Unerwünschter link zu kommerzieller Plattform.


----------



## Rheinangler (18. Februar 2021)

Selbst wenn der einzelne Fischer auch Fischereiabgabe zahlen würde, steht der Kostenberg, den der einzelne Fischer durchschnittlich damit verursacht, nicht ansatzweise in Relation zur gezahlten Abgabe. Wenn die Abgabe im Verhältnis zu den entnehmbaren Fangquoten stünde, würde es etwas besser passen. 

Fakt ist.... 
Es ist gut und unbedingt notwendig, dass der Dreck rauskommt. 
Es wäre besser, wenn dafür nicht auf Gelder zurückgegriffen wird, die eigentlich einen anderen Zweck haben. Man nimmt ja auch nicht die Rentenkasse dafür in Zahlzwang. 
Noch besser wäre es, wenn ein System der Transparenz geschaffen würde, bei dem abgerissene Netze kartiert werden (müssen) und sehr zeitnah wieder geborgen werden (müssen). Dann noch das Verursacherprinzip anwenden und es wäre perfekt. Die höheren Kosten müssten die Fischereiunternehmen auf Ihre Ware umlegen. Fisch würde angemessen teurer werden und der Natur wäre geholfen.


----------



## daci7 (18. Februar 2021)

Oder man führt eine Markierungspflicht für Netze ein, so dass man auch noch nach Jahren zurückverfolgen kann wessen Netz hier geborgen wurde ...


----------



## Andal (18. Februar 2021)

Rheinangler schrieb:


> Selbst wenn der einzelne Fischer auch Fischereiabgabe zahlen würde, steht der Kostenberg, den der einzelne Fischer durchschnittlich damit verursacht, nicht ansatzweise in Relation zur gezahlten Abgabe. Wenn die Abgabe im Verhältnis zu den entnehmbaren Fangquoten stünde, würde es etwas besser passen.
> 
> Fakt ist....
> Es ist gut und unbedingt notwendig, dass der Dreck rauskommt.
> ...


Wäre auch recht leicht zu realisieren. Die Netze werden signiert und sind nachweispflichtig. Gehen sie verlustig, muss der Fischer den Nachweis führen und die eventuellen Kosten tragen. Wie er das stemmt, ist seine Sache. Aber es gibt ja Gesellschaften, die alles versichern. Verursacherprinzip.
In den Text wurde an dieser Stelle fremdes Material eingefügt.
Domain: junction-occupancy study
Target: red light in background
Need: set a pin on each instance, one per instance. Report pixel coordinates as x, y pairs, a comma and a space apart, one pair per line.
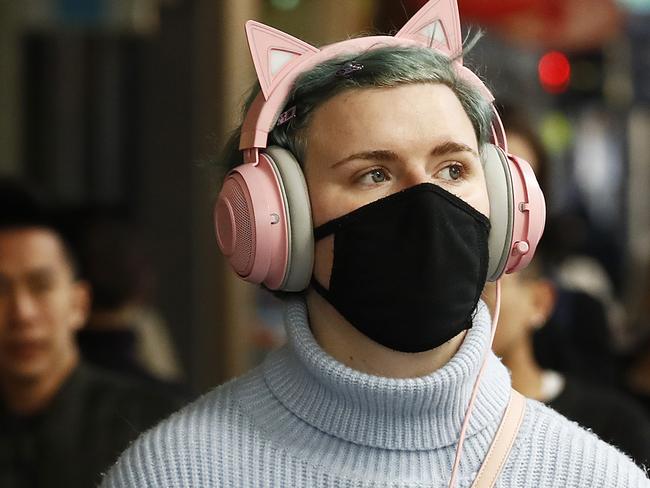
554, 72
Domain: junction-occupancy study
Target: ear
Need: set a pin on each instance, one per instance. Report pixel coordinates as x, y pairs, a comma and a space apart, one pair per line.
80, 307
544, 299
273, 53
436, 25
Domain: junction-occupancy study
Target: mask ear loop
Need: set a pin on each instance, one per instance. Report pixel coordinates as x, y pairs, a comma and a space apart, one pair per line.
470, 407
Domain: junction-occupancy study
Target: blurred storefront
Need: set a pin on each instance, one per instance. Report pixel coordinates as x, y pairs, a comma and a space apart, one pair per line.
126, 103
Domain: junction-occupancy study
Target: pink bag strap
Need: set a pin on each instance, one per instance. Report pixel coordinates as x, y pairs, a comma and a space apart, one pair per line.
502, 442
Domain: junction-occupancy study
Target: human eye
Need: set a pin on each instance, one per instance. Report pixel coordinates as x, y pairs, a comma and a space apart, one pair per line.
452, 172
375, 176
41, 283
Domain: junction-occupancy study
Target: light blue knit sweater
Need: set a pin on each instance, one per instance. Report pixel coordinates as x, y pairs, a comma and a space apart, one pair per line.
302, 419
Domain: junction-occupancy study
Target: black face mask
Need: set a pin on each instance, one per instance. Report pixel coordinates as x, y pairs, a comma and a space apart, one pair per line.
408, 269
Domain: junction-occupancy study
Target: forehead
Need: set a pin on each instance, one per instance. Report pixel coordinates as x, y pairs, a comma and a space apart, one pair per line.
26, 249
400, 118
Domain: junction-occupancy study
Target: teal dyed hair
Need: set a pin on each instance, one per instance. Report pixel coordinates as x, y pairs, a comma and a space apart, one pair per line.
383, 67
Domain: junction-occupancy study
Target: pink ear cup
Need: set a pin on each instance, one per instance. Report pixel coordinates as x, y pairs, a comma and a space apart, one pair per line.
251, 223
529, 214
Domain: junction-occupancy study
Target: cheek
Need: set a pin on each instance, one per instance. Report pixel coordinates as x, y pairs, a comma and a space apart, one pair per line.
323, 260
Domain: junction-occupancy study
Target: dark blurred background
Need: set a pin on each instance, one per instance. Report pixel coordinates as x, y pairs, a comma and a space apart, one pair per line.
124, 105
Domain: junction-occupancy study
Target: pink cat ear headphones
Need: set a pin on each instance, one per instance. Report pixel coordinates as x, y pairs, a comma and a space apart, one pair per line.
262, 215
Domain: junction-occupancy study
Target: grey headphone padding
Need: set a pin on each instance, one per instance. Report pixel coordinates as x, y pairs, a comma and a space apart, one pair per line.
500, 192
298, 210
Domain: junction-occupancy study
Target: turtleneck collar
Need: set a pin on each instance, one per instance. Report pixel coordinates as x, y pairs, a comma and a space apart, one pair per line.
404, 414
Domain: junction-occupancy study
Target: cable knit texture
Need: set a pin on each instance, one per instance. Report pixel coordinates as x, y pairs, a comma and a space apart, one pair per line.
302, 419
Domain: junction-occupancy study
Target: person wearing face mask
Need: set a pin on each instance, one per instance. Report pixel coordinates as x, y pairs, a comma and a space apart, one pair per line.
380, 236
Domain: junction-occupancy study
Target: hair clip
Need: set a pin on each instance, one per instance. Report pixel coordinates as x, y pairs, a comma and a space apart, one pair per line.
286, 116
349, 68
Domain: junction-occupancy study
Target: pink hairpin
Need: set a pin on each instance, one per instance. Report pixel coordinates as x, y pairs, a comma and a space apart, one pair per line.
348, 69
287, 115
Wenn DU deinen Karren in den Graben fährst, haben sie ja auch dich am Sackerl!


----------



## Wollebre (18. Februar 2021)

@Andal
_Wenn DU deinen Karren in den Graben fährst, haben sie ja auch dich am Sackerl!_

Wenns es das ganze Auto ist gebe ich dir Recht. Wenn es nur eine Stoßstange ist welche die Umwelt verschandelt, wird man den Besitzer nicht ausfindig machen können. Oder soll an jedem Teil deines Autos eine Eigentümer Kennung angebracht werden?
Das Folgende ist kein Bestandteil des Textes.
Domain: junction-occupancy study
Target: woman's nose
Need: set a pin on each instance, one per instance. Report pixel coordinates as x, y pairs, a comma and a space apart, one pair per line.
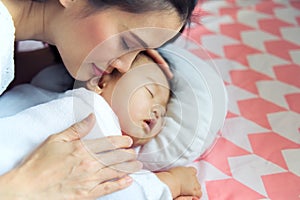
123, 63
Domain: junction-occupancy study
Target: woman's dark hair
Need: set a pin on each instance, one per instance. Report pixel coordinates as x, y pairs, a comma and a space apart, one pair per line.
183, 7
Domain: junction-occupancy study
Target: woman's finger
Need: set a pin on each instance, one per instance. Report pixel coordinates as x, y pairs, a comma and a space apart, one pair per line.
117, 156
161, 61
108, 143
77, 130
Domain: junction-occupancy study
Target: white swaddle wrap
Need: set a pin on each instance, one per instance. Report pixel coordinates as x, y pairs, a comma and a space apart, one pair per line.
24, 131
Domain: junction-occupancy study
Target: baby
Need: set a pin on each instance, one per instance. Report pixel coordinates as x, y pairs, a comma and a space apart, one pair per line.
139, 98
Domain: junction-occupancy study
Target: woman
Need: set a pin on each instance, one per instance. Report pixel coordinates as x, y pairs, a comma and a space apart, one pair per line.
93, 37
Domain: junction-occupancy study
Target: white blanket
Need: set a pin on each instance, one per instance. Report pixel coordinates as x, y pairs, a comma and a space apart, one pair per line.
22, 130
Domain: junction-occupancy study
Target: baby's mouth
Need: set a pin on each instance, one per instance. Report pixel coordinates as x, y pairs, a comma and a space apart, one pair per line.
150, 123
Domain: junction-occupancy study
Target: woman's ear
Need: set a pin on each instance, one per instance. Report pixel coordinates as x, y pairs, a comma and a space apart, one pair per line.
67, 3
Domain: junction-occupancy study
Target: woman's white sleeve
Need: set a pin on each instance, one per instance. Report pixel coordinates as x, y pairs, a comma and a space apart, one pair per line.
146, 186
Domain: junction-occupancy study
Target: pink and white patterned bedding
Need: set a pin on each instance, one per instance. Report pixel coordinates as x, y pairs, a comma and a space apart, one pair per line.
256, 46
Genauso ist es mit Netzen. In den wenigsten Fällen ist das komplette Netz verlustig. An wie viele Stellen am Netz soll denn eine Kennung angebracht werden???
Oder darf ein Fischer nur ein neues Netz kaufen wenn er einen Entsorgungsnachweis des alten kompletten Netzes beibringen kann???
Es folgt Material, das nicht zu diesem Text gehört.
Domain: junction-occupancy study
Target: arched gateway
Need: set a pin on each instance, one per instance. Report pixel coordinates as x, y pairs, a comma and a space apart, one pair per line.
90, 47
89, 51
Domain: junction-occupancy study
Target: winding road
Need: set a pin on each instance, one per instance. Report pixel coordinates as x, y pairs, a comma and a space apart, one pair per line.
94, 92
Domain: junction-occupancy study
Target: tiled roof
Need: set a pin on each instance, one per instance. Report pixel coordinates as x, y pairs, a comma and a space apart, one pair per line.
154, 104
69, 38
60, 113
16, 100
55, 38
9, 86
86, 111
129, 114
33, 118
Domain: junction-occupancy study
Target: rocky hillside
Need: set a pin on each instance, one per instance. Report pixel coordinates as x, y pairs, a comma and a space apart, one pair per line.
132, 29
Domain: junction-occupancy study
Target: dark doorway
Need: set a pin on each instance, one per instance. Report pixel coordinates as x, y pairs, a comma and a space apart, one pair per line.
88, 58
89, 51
Dann kannst im Umkehrschluss auch alle zwei Meter eine Kennung an deiner Angelschnur anbringen, oder an jedes Wurfgewicht oder Pilker....  Da dürften über die Jahrzehnte auch einige Tonnen auf dem Meeresgrund liegen.....

Halte es daher für sinnvoll Teile der Fischereiabgabe dafür zu verwenden. Welche detaillierten Informationen werden veröffentlicht wie die komplette Fischereiabgabe verwendet wird? Bin sicher wenn man das wüßte, könnte man sich bestimmt aufregen.......


----------



## Professor Tinca (18. Februar 2021)

Wollebre schrieb:


> Halte es daher für sinnvoll Teile der Fischereiabgabe dafür zu verwenden.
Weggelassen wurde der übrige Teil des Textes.